With all of my practice in dealing with intense pressure and with large doses of adrenaline you would think that baseball would be a substantial letdown. In the last two weeks I have found my life getting into the same focus zone that occurred in my other activities. The push the Arizona Diamondbacks are making towards the post season has really got me on edge. Each game brings that edge closer and closer. The decision making becomes magnified and scrutinized to determine the right choice of action. I am analyzing every scenario playing each in my mind over and over to decide whether I chose the correct line to guide me through this section. My mind is constantly in motion as I evaluate and re-evaluate the actions from the past run; always looking for an advantage. It’s crazy considering I have no real function in this post season run. I am just a spectator standing at the sidelines watching the events unfold in front of my eyes. Why should I get butterflies before a critical at-bat or get worked up with pitch counts elevate too quickly early in the game. I’m not the one facing a 96 mile per hour fastball nor do I have to worry whether my arm is strong enough to gun down that runner trying to take an extra base on a ball hit to the outfield. Still I find myself engulfed in the game trying to determine whether the Diamondbacks will make the post season.

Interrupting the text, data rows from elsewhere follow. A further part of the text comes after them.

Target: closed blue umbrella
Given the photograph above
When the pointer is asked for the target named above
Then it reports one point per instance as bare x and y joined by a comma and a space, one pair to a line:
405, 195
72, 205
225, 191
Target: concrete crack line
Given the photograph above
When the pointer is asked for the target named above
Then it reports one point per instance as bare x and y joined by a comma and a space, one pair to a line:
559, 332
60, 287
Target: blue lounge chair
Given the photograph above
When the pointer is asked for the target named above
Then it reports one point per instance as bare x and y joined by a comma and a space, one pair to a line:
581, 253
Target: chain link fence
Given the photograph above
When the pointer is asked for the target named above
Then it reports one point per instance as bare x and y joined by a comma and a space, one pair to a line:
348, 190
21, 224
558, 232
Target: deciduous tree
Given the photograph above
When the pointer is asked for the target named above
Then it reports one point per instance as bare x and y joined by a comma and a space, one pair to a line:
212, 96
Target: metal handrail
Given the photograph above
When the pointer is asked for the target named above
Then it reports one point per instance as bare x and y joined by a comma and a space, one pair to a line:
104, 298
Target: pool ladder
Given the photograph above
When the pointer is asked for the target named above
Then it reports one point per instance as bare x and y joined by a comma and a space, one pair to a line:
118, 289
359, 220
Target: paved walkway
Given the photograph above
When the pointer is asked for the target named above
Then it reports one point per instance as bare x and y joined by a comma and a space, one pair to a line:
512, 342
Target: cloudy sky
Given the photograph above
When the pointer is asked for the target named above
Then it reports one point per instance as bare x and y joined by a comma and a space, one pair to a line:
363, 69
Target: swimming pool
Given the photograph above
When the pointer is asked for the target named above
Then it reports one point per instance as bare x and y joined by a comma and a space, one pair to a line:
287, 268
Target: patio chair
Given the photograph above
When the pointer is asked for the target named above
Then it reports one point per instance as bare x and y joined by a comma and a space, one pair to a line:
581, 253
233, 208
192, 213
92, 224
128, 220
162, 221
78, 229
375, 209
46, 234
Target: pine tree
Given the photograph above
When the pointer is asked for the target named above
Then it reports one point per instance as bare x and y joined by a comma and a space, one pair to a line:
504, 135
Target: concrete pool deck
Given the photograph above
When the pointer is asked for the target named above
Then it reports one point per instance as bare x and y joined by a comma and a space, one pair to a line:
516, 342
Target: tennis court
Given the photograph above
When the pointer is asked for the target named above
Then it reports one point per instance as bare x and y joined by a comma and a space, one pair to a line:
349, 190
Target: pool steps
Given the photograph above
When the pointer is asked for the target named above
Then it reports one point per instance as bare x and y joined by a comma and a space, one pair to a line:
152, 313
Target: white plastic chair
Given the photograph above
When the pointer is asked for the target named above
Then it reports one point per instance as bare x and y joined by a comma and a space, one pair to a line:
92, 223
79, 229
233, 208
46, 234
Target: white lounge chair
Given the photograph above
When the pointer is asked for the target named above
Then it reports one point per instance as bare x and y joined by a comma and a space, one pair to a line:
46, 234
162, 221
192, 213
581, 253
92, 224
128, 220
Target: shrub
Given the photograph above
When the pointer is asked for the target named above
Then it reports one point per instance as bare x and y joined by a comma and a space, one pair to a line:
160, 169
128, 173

Tonight night was a prime example. I had the Diamondbacks game on television with my laptop tuned to the out of town scoreboard where I could monitor each pitch of the Mets vs. Nations game, the Braves vs. Phillies game, the Dodgers vs. Rockies game, and the Giants vs. Padres game. Things started out pretty well. The Mets were getting throttled by the Nationals and the Braves were making life miserable for Philadelphia. The Diamondbacks made a monster come back against the Pirates erasing a 4 run deficit. Everything seemed to be perfect; then in an instant that knot in my stomach tripled in size. The Mets began scoring at will and had the tying run in scoring position. The Phillies got within 2 runs of the Braves and momentum seemed to be swinging. Brandon Lyon of the Diamondbacks committed a balk moving the runner to third then gave up a single to give the Pirates the lead. Meanwhile on the west coast the Giants squander a 4-run lead and the Padres score 4 runs after being within 2 strikes of losing the game coming from behind. The once swaggering Los Angeles Dodgers basically rolled over like a whipped puppy against the Colorado Rockies. Before the evening was over the Diamondbacks lead in the National League West began to evaporate by 33 percent. I had to get away from the television and the Internet; things were just getting way to bizarre. I looked up and noticed that it was nearly a full moon. About the only thing left to make this night complete would be to have a werewolf wearing a Boston Red Sox hat to jump out from behind a bush and rip my arms out of their sockets. It was at that moment that I remembered the first rule of scuba diving, “1. Don’t forget to breathe.”